Он, всеми битый, удивлялся, не понимая, почему его бьют за то только, что он болен.
Случилось так, что, однажды, какой-то хозяин скорняжного заведения, нуждаясь в мальчике, пришел в этот приют. Ему предложили взять Браскасу. Браскасу и был тот всеми битый и никем не любимый ребенок. Он так и не узнал никогда, почему ему дали это прозвище, известно, только то, что он не имел другого, со дня своего поступления в приют: ведь, сельский жаргон очень своеобразен.
— Тот или другой, мне все равно, — ответил на предложение скорняк.
Сестры предпочли отделаться от этого грязного оборвыша.
Сначала, увидев худого, гадкого на вид мальчика, с больными глазами, болячками на голове, скорняк сделал гримасу.
— Ба! — сказал он, — запах кожи полезен для здоровья, это переменит его характер.
И он увел его, дав предварительно, ради шутки, две затрещины.

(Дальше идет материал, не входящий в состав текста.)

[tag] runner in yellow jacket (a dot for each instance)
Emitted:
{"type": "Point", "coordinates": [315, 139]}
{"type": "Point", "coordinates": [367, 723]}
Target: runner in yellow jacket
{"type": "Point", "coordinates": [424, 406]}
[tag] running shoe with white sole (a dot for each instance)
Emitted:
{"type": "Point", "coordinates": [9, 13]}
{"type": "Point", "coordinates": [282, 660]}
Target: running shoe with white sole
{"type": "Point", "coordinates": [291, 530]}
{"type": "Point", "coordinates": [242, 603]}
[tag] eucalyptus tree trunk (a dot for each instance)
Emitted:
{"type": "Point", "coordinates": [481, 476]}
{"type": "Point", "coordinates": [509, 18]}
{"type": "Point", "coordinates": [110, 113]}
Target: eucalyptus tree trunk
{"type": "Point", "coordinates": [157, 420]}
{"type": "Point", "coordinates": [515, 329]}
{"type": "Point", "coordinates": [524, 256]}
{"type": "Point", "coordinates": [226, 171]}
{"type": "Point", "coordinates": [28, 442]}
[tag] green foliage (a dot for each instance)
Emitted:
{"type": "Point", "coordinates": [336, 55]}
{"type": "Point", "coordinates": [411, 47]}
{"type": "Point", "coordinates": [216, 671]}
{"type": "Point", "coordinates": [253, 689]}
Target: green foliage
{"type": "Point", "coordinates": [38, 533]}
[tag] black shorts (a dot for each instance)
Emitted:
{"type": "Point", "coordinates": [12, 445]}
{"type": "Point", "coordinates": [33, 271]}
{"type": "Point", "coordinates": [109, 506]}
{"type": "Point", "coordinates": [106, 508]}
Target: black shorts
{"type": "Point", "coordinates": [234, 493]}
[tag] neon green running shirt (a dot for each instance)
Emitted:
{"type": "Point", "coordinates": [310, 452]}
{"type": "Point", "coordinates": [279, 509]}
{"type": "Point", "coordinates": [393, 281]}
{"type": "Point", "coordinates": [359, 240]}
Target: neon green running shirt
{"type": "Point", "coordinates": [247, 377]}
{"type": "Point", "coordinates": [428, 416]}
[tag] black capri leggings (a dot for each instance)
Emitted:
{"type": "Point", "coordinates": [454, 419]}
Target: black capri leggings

Таково было начало ученья.
До этого времени, Браскасу был бит, но никогда не работал. Теперь должен был работать, не переставая быть битым. Это показалось ему чересчур жестоким. Побои после работы, вместо награды, изгладили ту смутную идею о добре и зле, которая, слабо, как мерцающий свет, пробудилась, было в нем; этот, едва загоревшийся, проблеск света тотчас же потух.
Удивление сменилось гневом и желанием самому причинять зло другим. Он так и сделал. Лишь только патрон отворачивался, он тотчас же быстро рвал какую-нибудь ценную кожу, а когда начинались розыски виновного — он указывал на другого ученика, большого болвана, скорее глупого, чем доброго, который, не понимая, в чем дело, принимал вину на себя. Затем, в его голове зародились и грязные мысли. Не только тело, но и душа его была заражена проказой.
Однажды, проходя улицей Садовников — шел он по делу хозяина — он остановился, разразившись смехом, перед двумя полуотворенными ставнями, будто узнал их, увидал нечто знакомое. Он был презренный негодяй, вечно толкавшийся по грязным местам, писавший ругательные слова пальцем на стенах, выкидывавший различные грубые фарсы, отыскивавший всякие нечистоты для того, чтобы бросить их в приготовленный хозяйкой горшок с кушаньем, и потом посмеивавшийся втихомолку, когда за обедом или ужином, скорняк, чувствуя тошноту, выплевывал говядину в тарелку; все эти шалости довели до того, что хозяин, в один прекрасный день, выгнал своего ученика на улицу, предварительно намявши ему бока колодками сапогов. Такая развязка была лишь логическим результатом предыдущего. То, что началось с пощечин, закончилось ударами сапога.